对于float作为计数器的循环，增加0.01，不打印预期的浮点值 [英] For loop with float as counter, increasing by 0.01, does not print expected float values

问题描述

（float x = 0.00; x <1.00; x + = 0.01）{
cout < x<< ENDL;

$ / code>

我预计

  0.00 
 0.01 
 0.02 
 ... 
  

它可以正常工作，直到 0.83 ：

 0.81 
 0.82 
 0.83 
 0.839999 
 0.849999 
 0.859999 
 0.869999 
 0.879999 
 0.889999 
 0.899999 
 0.909999 
 0.919999 
 0.929999 
 0.939999 
 0.949999 
 0.959999 
 0.969999 
 0.979999 
 0.989999 
 0.999999 
  

这部分是怎么回事？
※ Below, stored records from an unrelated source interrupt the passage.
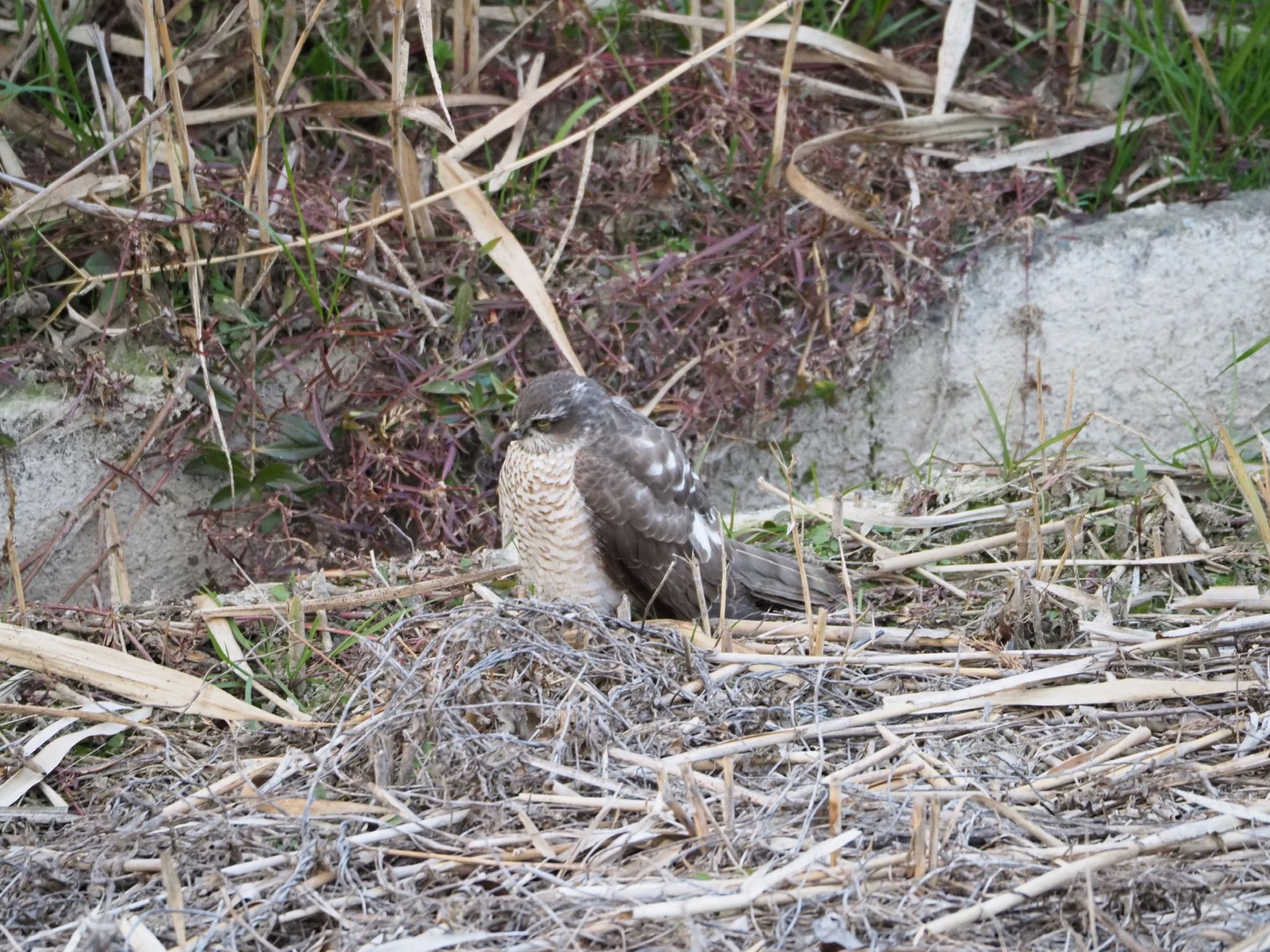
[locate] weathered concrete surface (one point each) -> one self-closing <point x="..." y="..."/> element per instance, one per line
<point x="59" y="462"/>
<point x="1147" y="307"/>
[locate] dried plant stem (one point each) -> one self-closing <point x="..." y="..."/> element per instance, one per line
<point x="729" y="19"/>
<point x="783" y="99"/>
<point x="1214" y="88"/>
<point x="1076" y="54"/>
<point x="14" y="214"/>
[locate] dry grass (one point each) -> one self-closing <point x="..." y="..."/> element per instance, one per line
<point x="262" y="157"/>
<point x="1071" y="756"/>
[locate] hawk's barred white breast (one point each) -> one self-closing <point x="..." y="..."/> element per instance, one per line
<point x="602" y="501"/>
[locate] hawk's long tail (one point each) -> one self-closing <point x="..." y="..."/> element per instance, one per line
<point x="770" y="578"/>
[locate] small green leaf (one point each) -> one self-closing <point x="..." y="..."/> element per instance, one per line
<point x="463" y="309"/>
<point x="448" y="387"/>
<point x="299" y="431"/>
<point x="291" y="452"/>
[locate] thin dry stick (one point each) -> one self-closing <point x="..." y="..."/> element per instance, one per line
<point x="9" y="545"/>
<point x="1055" y="879"/>
<point x="1248" y="489"/>
<point x="911" y="560"/>
<point x="654" y="402"/>
<point x="259" y="170"/>
<point x="611" y="116"/>
<point x="729" y="27"/>
<point x="837" y="725"/>
<point x="1041" y="415"/>
<point x="783" y="99"/>
<point x="724" y="628"/>
<point x="587" y="154"/>
<point x="427" y="33"/>
<point x="798" y="550"/>
<point x="84" y="164"/>
<point x="1077" y="50"/>
<point x="358" y="599"/>
<point x="1067" y="418"/>
<point x="701" y="596"/>
<point x="1202" y="58"/>
<point x="695" y="38"/>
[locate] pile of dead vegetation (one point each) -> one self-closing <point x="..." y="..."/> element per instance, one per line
<point x="1010" y="739"/>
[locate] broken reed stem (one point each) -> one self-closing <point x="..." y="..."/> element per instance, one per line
<point x="1067" y="418"/>
<point x="259" y="170"/>
<point x="1041" y="416"/>
<point x="83" y="164"/>
<point x="783" y="99"/>
<point x="1202" y="59"/>
<point x="729" y="27"/>
<point x="786" y="470"/>
<point x="701" y="596"/>
<point x="11" y="547"/>
<point x="724" y="628"/>
<point x="1077" y="51"/>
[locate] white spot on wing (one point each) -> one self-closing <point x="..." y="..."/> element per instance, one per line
<point x="705" y="537"/>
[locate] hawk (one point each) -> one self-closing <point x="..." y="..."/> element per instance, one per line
<point x="601" y="501"/>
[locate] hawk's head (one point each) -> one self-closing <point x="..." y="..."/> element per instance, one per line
<point x="561" y="405"/>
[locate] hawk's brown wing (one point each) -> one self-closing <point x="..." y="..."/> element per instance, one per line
<point x="651" y="516"/>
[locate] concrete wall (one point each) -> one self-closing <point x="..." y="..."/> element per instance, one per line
<point x="1147" y="306"/>
<point x="58" y="464"/>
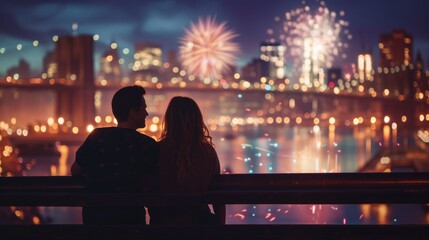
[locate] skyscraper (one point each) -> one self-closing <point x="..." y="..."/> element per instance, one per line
<point x="396" y="56"/>
<point x="272" y="55"/>
<point x="396" y="49"/>
<point x="110" y="69"/>
<point x="75" y="65"/>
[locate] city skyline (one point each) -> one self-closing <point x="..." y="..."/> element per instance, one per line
<point x="164" y="22"/>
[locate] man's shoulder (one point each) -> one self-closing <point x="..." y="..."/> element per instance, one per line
<point x="146" y="139"/>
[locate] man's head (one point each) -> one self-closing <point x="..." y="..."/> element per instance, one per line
<point x="129" y="106"/>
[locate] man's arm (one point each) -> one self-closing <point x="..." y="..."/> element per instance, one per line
<point x="76" y="170"/>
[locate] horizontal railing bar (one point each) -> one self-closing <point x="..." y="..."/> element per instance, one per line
<point x="332" y="188"/>
<point x="249" y="181"/>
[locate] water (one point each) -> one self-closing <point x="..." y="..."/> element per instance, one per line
<point x="272" y="150"/>
<point x="264" y="148"/>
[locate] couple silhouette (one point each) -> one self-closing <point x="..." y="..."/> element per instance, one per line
<point x="120" y="159"/>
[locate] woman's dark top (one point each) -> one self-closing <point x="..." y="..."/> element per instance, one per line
<point x="194" y="182"/>
<point x="115" y="160"/>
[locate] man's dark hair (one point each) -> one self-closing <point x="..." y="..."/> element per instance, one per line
<point x="125" y="99"/>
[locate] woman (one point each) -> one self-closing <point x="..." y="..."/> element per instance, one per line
<point x="188" y="161"/>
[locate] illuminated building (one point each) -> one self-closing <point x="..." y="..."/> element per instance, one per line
<point x="22" y="71"/>
<point x="110" y="68"/>
<point x="272" y="56"/>
<point x="420" y="83"/>
<point x="334" y="77"/>
<point x="252" y="71"/>
<point x="365" y="69"/>
<point x="396" y="49"/>
<point x="74" y="56"/>
<point x="172" y="58"/>
<point x="147" y="56"/>
<point x="395" y="63"/>
<point x="49" y="65"/>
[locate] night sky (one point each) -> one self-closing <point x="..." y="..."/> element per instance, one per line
<point x="163" y="21"/>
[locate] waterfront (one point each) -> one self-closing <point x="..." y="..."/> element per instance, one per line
<point x="245" y="145"/>
<point x="274" y="151"/>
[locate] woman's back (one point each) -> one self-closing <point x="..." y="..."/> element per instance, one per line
<point x="187" y="162"/>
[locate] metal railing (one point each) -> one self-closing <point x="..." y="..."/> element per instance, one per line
<point x="333" y="188"/>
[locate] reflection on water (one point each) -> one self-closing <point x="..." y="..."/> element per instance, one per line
<point x="276" y="148"/>
<point x="287" y="150"/>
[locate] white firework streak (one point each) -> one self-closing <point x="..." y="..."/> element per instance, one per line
<point x="206" y="49"/>
<point x="313" y="40"/>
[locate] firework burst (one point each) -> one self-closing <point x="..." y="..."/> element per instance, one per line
<point x="207" y="50"/>
<point x="313" y="40"/>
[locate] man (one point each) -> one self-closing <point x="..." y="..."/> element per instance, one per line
<point x="115" y="159"/>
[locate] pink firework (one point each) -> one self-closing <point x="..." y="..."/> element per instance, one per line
<point x="207" y="50"/>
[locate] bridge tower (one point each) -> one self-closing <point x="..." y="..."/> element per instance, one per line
<point x="75" y="93"/>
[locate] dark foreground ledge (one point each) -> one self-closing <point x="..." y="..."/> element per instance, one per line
<point x="332" y="188"/>
<point x="233" y="232"/>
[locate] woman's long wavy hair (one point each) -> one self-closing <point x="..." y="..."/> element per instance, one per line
<point x="185" y="134"/>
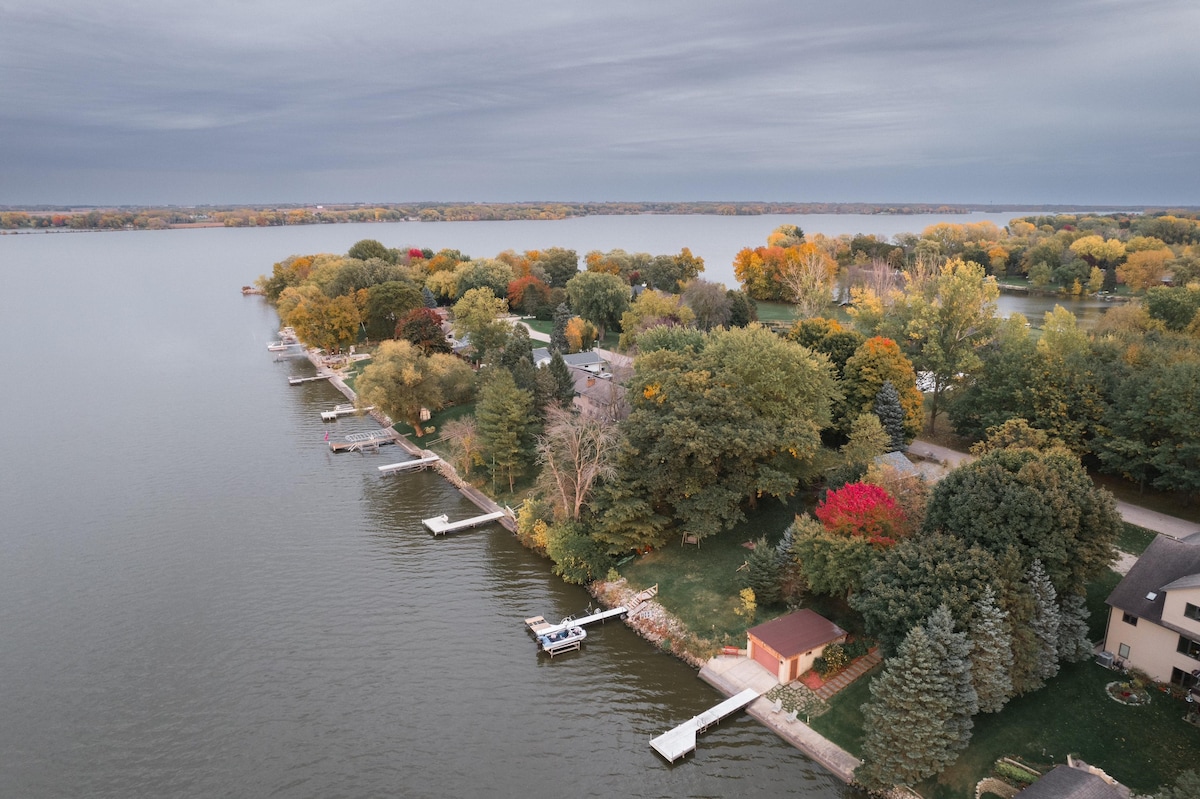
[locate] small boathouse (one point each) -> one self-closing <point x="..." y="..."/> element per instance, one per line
<point x="787" y="646"/>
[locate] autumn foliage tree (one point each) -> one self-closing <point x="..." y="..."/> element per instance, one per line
<point x="865" y="511"/>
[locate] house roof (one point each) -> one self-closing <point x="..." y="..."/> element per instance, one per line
<point x="797" y="632"/>
<point x="541" y="355"/>
<point x="1065" y="782"/>
<point x="897" y="461"/>
<point x="1165" y="562"/>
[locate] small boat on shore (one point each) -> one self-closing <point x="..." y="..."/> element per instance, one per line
<point x="565" y="640"/>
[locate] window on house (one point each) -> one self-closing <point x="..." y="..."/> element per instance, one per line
<point x="1188" y="647"/>
<point x="1181" y="678"/>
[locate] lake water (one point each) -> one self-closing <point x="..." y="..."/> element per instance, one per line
<point x="198" y="599"/>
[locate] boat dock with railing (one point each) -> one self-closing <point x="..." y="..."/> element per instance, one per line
<point x="675" y="744"/>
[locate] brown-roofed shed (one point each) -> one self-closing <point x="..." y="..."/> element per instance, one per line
<point x="787" y="646"/>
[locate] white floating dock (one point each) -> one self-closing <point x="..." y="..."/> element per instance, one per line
<point x="341" y="410"/>
<point x="408" y="466"/>
<point x="295" y="380"/>
<point x="539" y="626"/>
<point x="442" y="524"/>
<point x="681" y="740"/>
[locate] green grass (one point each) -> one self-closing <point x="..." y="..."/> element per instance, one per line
<point x="1144" y="748"/>
<point x="701" y="584"/>
<point x="546" y="326"/>
<point x="844" y="722"/>
<point x="1134" y="539"/>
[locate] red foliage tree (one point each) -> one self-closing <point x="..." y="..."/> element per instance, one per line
<point x="865" y="511"/>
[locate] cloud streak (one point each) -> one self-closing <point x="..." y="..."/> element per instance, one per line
<point x="1085" y="101"/>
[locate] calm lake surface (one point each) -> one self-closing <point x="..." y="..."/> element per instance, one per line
<point x="198" y="599"/>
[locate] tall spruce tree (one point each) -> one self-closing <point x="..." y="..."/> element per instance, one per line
<point x="953" y="650"/>
<point x="564" y="385"/>
<point x="505" y="420"/>
<point x="765" y="574"/>
<point x="558" y="336"/>
<point x="991" y="654"/>
<point x="887" y="408"/>
<point x="1074" y="644"/>
<point x="906" y="738"/>
<point x="1047" y="619"/>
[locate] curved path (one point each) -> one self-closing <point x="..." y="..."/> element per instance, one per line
<point x="937" y="461"/>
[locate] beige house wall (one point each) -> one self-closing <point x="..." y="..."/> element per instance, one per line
<point x="1152" y="648"/>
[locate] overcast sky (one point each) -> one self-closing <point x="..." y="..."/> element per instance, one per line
<point x="297" y="101"/>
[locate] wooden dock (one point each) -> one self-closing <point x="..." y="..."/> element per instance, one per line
<point x="409" y="466"/>
<point x="342" y="410"/>
<point x="442" y="524"/>
<point x="675" y="744"/>
<point x="364" y="442"/>
<point x="540" y="626"/>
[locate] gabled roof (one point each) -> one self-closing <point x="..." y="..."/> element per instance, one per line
<point x="797" y="632"/>
<point x="1065" y="782"/>
<point x="1164" y="563"/>
<point x="897" y="461"/>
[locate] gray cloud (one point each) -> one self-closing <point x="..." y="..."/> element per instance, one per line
<point x="1083" y="101"/>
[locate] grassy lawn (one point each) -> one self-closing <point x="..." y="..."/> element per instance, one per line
<point x="701" y="584"/>
<point x="1134" y="539"/>
<point x="1143" y="748"/>
<point x="547" y="328"/>
<point x="844" y="722"/>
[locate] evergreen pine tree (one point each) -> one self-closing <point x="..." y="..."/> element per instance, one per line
<point x="953" y="650"/>
<point x="991" y="654"/>
<point x="887" y="408"/>
<point x="564" y="384"/>
<point x="505" y="421"/>
<point x="1047" y="619"/>
<point x="558" y="336"/>
<point x="763" y="574"/>
<point x="1074" y="644"/>
<point x="906" y="740"/>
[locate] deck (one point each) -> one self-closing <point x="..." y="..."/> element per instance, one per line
<point x="675" y="744"/>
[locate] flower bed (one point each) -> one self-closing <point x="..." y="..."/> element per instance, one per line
<point x="1127" y="694"/>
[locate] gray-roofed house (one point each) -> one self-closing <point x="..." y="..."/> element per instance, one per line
<point x="589" y="360"/>
<point x="1155" y="612"/>
<point x="787" y="646"/>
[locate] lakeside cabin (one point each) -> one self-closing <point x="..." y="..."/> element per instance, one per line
<point x="787" y="646"/>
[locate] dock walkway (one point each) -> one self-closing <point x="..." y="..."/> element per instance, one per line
<point x="442" y="524"/>
<point x="730" y="674"/>
<point x="681" y="740"/>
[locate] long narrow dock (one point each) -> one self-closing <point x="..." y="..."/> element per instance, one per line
<point x="409" y="466"/>
<point x="681" y="740"/>
<point x="295" y="380"/>
<point x="442" y="524"/>
<point x="363" y="442"/>
<point x="342" y="410"/>
<point x="540" y="626"/>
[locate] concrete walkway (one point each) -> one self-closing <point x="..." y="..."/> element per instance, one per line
<point x="731" y="674"/>
<point x="847" y="676"/>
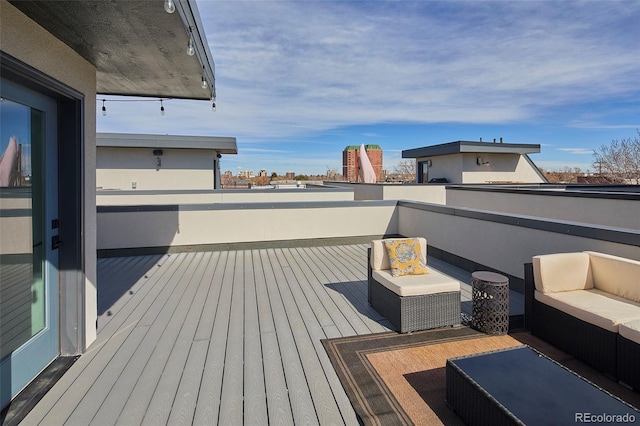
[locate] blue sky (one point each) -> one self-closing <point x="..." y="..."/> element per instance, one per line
<point x="297" y="81"/>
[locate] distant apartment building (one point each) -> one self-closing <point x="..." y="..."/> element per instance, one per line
<point x="351" y="162"/>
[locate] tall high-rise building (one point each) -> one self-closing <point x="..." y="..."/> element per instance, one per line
<point x="351" y="162"/>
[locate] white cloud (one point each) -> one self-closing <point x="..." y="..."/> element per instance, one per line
<point x="286" y="70"/>
<point x="579" y="151"/>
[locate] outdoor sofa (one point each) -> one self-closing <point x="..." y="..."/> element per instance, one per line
<point x="588" y="305"/>
<point x="412" y="302"/>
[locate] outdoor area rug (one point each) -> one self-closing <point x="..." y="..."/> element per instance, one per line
<point x="394" y="379"/>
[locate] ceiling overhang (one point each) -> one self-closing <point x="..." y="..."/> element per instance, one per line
<point x="138" y="49"/>
<point x="220" y="144"/>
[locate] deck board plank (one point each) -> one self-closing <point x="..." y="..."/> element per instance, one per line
<point x="308" y="333"/>
<point x="255" y="400"/>
<point x="328" y="299"/>
<point x="184" y="315"/>
<point x="277" y="395"/>
<point x="233" y="378"/>
<point x="208" y="405"/>
<point x="299" y="395"/>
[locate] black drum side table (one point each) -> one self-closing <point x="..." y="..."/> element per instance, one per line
<point x="490" y="293"/>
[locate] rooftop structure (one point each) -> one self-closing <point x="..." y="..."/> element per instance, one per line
<point x="476" y="162"/>
<point x="163" y="162"/>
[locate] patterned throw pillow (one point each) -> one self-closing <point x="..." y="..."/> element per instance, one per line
<point x="405" y="257"/>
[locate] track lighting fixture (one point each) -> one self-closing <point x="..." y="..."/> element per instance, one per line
<point x="191" y="50"/>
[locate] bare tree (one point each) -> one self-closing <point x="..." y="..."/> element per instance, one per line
<point x="406" y="169"/>
<point x="619" y="161"/>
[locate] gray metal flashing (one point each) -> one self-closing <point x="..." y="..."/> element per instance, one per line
<point x="316" y="189"/>
<point x="604" y="233"/>
<point x="459" y="147"/>
<point x="536" y="190"/>
<point x="247" y="206"/>
<point x="221" y="144"/>
<point x="250" y="245"/>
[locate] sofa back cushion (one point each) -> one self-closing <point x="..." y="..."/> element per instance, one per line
<point x="380" y="258"/>
<point x="616" y="275"/>
<point x="562" y="272"/>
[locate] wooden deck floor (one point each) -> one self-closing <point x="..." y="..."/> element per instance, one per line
<point x="229" y="337"/>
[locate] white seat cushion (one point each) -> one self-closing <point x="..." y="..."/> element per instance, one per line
<point x="562" y="272"/>
<point x="616" y="275"/>
<point x="416" y="285"/>
<point x="631" y="330"/>
<point x="593" y="306"/>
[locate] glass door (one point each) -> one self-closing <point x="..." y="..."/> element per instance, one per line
<point x="29" y="321"/>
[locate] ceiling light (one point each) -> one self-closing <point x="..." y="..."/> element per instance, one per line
<point x="169" y="6"/>
<point x="190" y="49"/>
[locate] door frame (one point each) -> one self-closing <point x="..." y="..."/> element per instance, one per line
<point x="71" y="198"/>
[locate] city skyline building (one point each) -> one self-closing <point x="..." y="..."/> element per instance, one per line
<point x="351" y="164"/>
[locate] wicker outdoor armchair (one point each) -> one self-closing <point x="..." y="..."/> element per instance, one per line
<point x="438" y="307"/>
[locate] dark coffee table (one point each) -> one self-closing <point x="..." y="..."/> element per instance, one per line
<point x="521" y="386"/>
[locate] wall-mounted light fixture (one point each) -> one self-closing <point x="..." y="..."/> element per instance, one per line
<point x="191" y="49"/>
<point x="481" y="162"/>
<point x="158" y="154"/>
<point x="169" y="6"/>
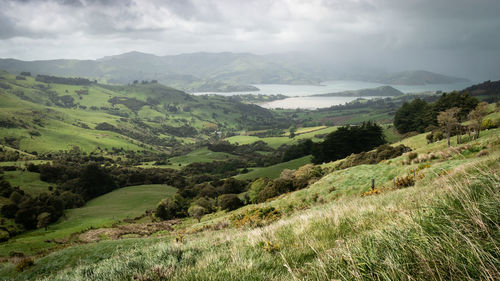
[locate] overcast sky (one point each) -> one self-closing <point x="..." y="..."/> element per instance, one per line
<point x="457" y="37"/>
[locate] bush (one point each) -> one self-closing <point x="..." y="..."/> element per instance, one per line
<point x="229" y="202"/>
<point x="488" y="124"/>
<point x="197" y="212"/>
<point x="24" y="263"/>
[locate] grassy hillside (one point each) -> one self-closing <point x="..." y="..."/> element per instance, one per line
<point x="44" y="117"/>
<point x="328" y="231"/>
<point x="206" y="72"/>
<point x="104" y="211"/>
<point x="274" y="171"/>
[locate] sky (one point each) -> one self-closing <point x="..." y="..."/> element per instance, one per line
<point x="455" y="37"/>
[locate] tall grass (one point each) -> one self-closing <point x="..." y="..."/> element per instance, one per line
<point x="446" y="230"/>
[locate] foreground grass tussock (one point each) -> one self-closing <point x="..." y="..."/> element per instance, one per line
<point x="444" y="230"/>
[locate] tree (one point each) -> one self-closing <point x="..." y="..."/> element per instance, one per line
<point x="476" y="117"/>
<point x="43" y="220"/>
<point x="197" y="212"/>
<point x="165" y="210"/>
<point x="347" y="140"/>
<point x="293" y="129"/>
<point x="448" y="121"/>
<point x="229" y="202"/>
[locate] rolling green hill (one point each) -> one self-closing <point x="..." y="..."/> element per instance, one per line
<point x="40" y="116"/>
<point x="214" y="72"/>
<point x="104" y="211"/>
<point x="381" y="91"/>
<point x="328" y="228"/>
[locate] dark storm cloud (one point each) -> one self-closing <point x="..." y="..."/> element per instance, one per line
<point x="452" y="36"/>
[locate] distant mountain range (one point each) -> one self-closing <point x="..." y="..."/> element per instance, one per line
<point x="382" y="91"/>
<point x="213" y="72"/>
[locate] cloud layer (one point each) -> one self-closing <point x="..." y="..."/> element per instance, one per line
<point x="452" y="36"/>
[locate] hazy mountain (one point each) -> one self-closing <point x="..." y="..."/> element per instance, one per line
<point x="381" y="91"/>
<point x="218" y="72"/>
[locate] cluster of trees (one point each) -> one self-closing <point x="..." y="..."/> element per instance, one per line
<point x="420" y="116"/>
<point x="263" y="189"/>
<point x="347" y="140"/>
<point x="449" y="123"/>
<point x="383" y="152"/>
<point x="196" y="200"/>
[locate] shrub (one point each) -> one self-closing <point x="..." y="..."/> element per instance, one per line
<point x="412" y="155"/>
<point x="170" y="208"/>
<point x="405" y="181"/>
<point x="229" y="202"/>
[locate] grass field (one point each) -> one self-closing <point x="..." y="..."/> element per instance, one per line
<point x="28" y="181"/>
<point x="275" y="142"/>
<point x="200" y="155"/>
<point x="274" y="171"/>
<point x="328" y="232"/>
<point x="103" y="211"/>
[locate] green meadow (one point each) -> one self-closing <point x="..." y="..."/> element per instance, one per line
<point x="328" y="231"/>
<point x="103" y="211"/>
为什么所有额外的 9 s？

解决方案

请阅读每个计算机科学家应该知道的关于浮点算术的知识。 p>

浮点类型不能表示每个可能的数值。他们有一些不准确的地方。最接近表示的IEEE754单精度浮点值< 0.84 是 0.839999973773956298828125 。这比 0.84 少一点。正如你所看到的那样，打印时，显示为 0.839999 。这个数字的二进制表示是：

pre $ 00111111 01010111 00001010 00111101
0.01 也不能完全代表 float x 时，你的期望就变得越来越不精确了。你可以通过使用 int s来避免这种情况，例如：

  for（int x = 0; x <100; x + = 1）{
 cout< （x / 100.0f）< ENDL; 
 
 $ / code> 

然而，在执行完毕后，它所打印的许多值仍然不能被表示师。如果你根本不能处理不精确的问题，你就不能使用浮点数值。将值存储为 int s，并简单地将它们解释为表示相应的除以100 float 的值。

for (float x = 0.00; x < 1.00; x += 0.01) {
    cout << x << endl;
}

I expect

0.00
0.01
0.02
...

And it works fine, until 0.83:

...
0.81
0.82
0.83
0.839999
0.849999
0.859999
0.869999
0.879999
0.889999
0.899999
0.909999
0.919999
0.929999
0.939999
0.949999
0.959999
0.969999
0.979999
0.989999
0.999999

What's up with that part? Why all the extra 9s?

解决方案

Please read What Every Computer Scientist Should Know About Floating-Point Arithmetic.

Floating point types can not represent every possible numeric value. They have some imprecision. The closest representable IEEE754 single-precision floating point value to 0.84 is 0.839999973773956298828125. This is a little less than 0.84. As you have seen, when printed, this is shown as as 0.839999. The binary representation of this number is:

00111111 01010111 00001010 00111101

In fact, even 0.01 is not exactly representable with float, so every time you add this value to x, your expectation becomes less and less precise. You can avoid this by using ints instead, like so:

for (int x = 0; x < 100; x += 1) {
    cout << (x / 100.0f) << endl;
}

However, many of the values it prints will still not be representable after performing the division. If you can't deal with imprecision at all, you must simply not work with floating point values. Store your values as ints and simply interpret them as representing the corresponding divided by 100 float value.

这篇关于对于float作为计数器的循环，增加0.01，不打印预期的浮点值的文章就介绍到这了，希望我们推荐的答案对大家有所帮助，也希望大家多多支持IT屋！